Then the symbolic execution assignment logic 52 signals the stall
generation logic that it can proceed with instruction issue, that
is it may disregard the stall conditions associated with
instructions designated for symbolic execution (marked as signal 64
in FIG. 4). The symbolic execution assignment logic also sends
control signals (marked as 66 in FIG. 4) to the Instruction Side
Buffer indicating that it must accept the corresponding instruction
from the issue logic. The symbolic execution logic may also supply
information to the instruction side buffer indicating the minimum
number of cycles that an instruction entering the instruction side
buffer must spend in the instruction side buffer before the operand
dependency is cleared (that is before the operand that caused the
entry of the instruction into the instruction side buffer is
available in the register file or through a bypass).

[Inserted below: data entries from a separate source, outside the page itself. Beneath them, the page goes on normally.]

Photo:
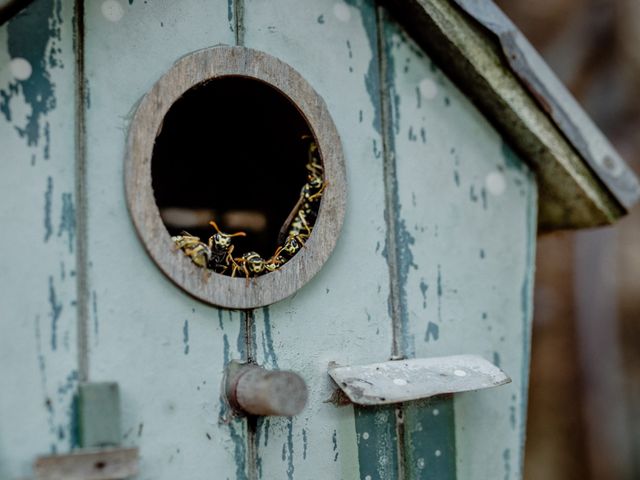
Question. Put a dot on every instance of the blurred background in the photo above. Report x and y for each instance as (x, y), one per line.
(584, 402)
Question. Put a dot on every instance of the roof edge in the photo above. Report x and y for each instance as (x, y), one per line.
(573, 193)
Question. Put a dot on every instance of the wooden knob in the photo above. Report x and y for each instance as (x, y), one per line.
(257, 391)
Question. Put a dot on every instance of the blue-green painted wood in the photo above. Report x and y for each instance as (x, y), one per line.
(342, 315)
(466, 224)
(166, 350)
(430, 440)
(377, 442)
(38, 367)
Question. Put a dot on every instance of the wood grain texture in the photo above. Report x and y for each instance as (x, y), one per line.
(166, 350)
(466, 231)
(211, 287)
(38, 363)
(342, 314)
(104, 464)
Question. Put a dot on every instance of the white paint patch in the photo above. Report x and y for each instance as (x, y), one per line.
(20, 68)
(495, 183)
(428, 89)
(112, 10)
(342, 12)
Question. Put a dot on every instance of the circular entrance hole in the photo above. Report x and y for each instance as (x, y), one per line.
(221, 136)
(233, 150)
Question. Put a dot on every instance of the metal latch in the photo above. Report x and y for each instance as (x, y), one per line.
(100, 456)
(412, 379)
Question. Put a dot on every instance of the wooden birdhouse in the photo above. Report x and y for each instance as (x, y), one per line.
(251, 239)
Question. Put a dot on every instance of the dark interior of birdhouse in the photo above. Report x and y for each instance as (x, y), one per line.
(233, 150)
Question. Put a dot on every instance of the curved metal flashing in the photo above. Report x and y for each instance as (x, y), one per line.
(572, 193)
(554, 98)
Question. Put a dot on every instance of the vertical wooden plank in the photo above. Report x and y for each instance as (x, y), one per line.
(38, 368)
(465, 233)
(342, 315)
(377, 442)
(430, 440)
(166, 350)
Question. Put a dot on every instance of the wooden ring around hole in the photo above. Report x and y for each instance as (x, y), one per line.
(213, 288)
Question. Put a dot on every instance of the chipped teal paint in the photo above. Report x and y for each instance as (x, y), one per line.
(377, 441)
(432, 333)
(430, 446)
(34, 35)
(68, 221)
(401, 260)
(94, 313)
(267, 341)
(48, 228)
(371, 78)
(464, 235)
(56, 311)
(289, 450)
(526, 305)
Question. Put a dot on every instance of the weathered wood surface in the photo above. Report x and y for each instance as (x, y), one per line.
(213, 288)
(571, 196)
(451, 259)
(38, 368)
(342, 314)
(465, 227)
(166, 350)
(103, 464)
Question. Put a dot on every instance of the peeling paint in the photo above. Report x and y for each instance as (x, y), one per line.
(290, 467)
(185, 336)
(68, 220)
(48, 228)
(55, 312)
(94, 310)
(371, 78)
(267, 340)
(506, 456)
(433, 332)
(304, 444)
(34, 35)
(423, 289)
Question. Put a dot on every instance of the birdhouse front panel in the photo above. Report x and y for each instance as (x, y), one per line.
(434, 258)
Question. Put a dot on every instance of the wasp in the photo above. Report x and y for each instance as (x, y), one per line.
(199, 252)
(216, 254)
(221, 248)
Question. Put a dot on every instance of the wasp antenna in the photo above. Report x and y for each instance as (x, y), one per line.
(214, 225)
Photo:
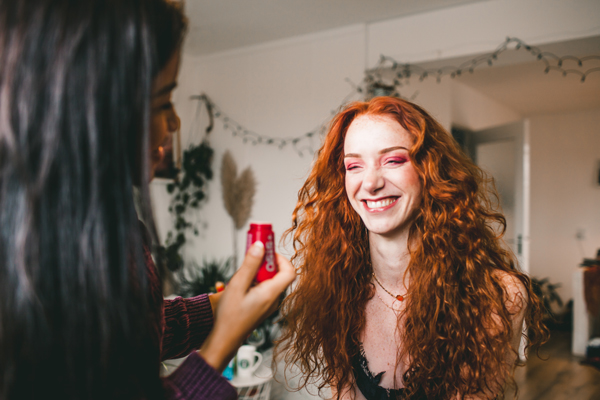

[0032] Embodiments of this invention may or may not target the
elimination of single-cycle stalls. For example, the symbolic
execution may be limited to instruction with dependencies that
would have caused a multi-cycle stall, but not single-cycle stalls.
Another embodiment of this invention may force a stall of the issue
stage on the cycle that an instruction designated for symbolic
execution enters the instruction side buffer, and thus only
eliminate the second stall cycle and the following stall cycles.
Embodiments may or may not allow the back to back issue of
dependent instruction from the instruction side buffer, or the back
to back issue of dependent instructions from the instruction side
buffer and the issue stage of the processor. The exact positions of
latches, the structure of the target table may vary from embodiment
to embodiment, depending on the pipeline depth, frequency of the
processor and other factors.
[0033] FIG. 5 shows implementation details of an instruction side
buffer in accordance with one embodiment of the invention, and its
interaction with the issue logic of the processor according to the
preferred embodiment of this invention.
[0034] As in FIG. 3, box 20 in FIG. 4 shows the Instruction Side
Buffer, and box 15 shows the issue logic of the processor. The
issue logic of the processor implements registers 92 which hold
instructions before instructions are issued to the execution units.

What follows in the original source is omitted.